Togo: pourquoi les deux journalistes français sont-ils maintenus en détention ?
Arrêtés fin juillet dans le nord du pays, deux reporters français ont été placés sous mandat de dépôt le 17 août dernier à Lomé. Si l'irrégularité de leurs visas est officiellement mise en avant, cette affaire met en lumière l'intense crispation sécuritaire dans le septentrion togolais et le contrôle strict de l'information exercé par les autorités.

Par Samantha Diallo / Rédaction France-AfriqueMÉDIA
Depuis le 27 juillet 2026, deux journalistes-réalisateurs français en mission pour une chaîne de télévision hexagonale sont entre les mains des autorités togolaises. Ce qui aurait pu ressembler à un banal contrôle de routine s’est transformé en une véritable affaire d’État lorsque, le 17 août, les deux hommes ont été officiellement inculpés et placés sous mandat de dépôt à Lomé. Mais comment expliquer la prolongation de cette détention ?
L’argument administratif : la question des visas
Le premier motif justifiant leur arrestation repose sur les conditions administratives de leur séjour. Les deux ressortissants français auraient entrepris de réaliser leur reportage sans disposer des accréditations officielles ou du visa de presse requis par les autorités togolaises. Ce manquement administratif est devenu un levier de répression fréquent sur le continent pour restreindre l’accès des correspondants étrangers aux zones sensibles.

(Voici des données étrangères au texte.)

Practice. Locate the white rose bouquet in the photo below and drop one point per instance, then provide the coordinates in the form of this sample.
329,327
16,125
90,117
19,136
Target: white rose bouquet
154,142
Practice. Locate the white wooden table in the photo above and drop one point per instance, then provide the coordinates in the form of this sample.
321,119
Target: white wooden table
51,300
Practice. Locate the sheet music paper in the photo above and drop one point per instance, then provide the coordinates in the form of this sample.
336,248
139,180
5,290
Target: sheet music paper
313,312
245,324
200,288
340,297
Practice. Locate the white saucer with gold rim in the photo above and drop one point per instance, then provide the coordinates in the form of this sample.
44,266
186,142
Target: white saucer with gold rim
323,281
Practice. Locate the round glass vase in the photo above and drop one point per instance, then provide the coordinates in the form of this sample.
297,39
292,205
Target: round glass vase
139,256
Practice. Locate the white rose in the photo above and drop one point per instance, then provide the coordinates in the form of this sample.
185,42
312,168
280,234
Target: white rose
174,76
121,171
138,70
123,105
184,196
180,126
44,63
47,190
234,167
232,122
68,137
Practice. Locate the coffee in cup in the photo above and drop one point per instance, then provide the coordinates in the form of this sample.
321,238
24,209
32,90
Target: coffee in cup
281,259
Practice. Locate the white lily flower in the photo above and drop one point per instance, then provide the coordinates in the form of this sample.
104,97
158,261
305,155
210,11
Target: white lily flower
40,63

La zone rouge du septentrion togolais
La géographie de l’arrestation est cependant le véritable nerf du problème. Les journalistes ont été interpellés dans le nord du pays, une région (notamment celle des Savanes) placée sous état d’urgence sécuritaire depuis 2022. Frontalière du Sahel, cette zone fait face à une menace jihadiste croissante et à des incursions armées. Dans ce contexte hautement militarisé, Lomé exerce un verrouillage systématique de l’information. La présence de caméras étrangères non encadrées dans une zone où l’armée togolaise mène des opérations délicates est perçue par les autorités comme un risque sécuritaire majeur, voire une menace pour la souveraineté.
Un dossier piloté au sommet de l’État
L’évolution de la procédure indique que le dossier dépasse largement le cadre de la modeste infraction migratoire. Selon les informations relayées par des médias d’investigation locaux comme L’Alternative, les deux hommes ont été d’abord détenus par les services de renseignement togolais. L’évocation de termes comme « espionnage » ou de potentielles « demandes d’extradition » par certaines sources souligne la gravité avec laquelle Lomé traite l’affaire. Par ailleurs, le président Faure Gnassingbé aurait personnellement instruit son ministre de la Justice de ne céder à aucune pression extérieure, marquant une volonté politique d’afficher une fermeté absolue face à Paris.
Une diplomatie sur le fil
Du côté de la France, le ministère des Affaires étrangères a confirmé la détention et assure que les journalistes ont reçu plusieurs visites consulaires. Cependant, Paris marche sur des œufs. Cette détention intervient dans un climat diplomatique ouest-africain complexe où la France tente de préserver ses relations avec ses alliés historiques, dont le Togo. Une escalade médiatique de la part de l’Élysée pourrait s’avérer contre-productive.
En somme, la détention de ces deux journalistes illustre la conjonction de trois dynamiques : la politique de tolérance zéro du gouvernement togolais à l’égard des manquements administratifs de la presse étrangère, la paranoïa sécuritaire justifiée par la menace terroriste au nord, et la volonté de Lomé d’affirmer son autorité régalienne sans ingérence extérieure.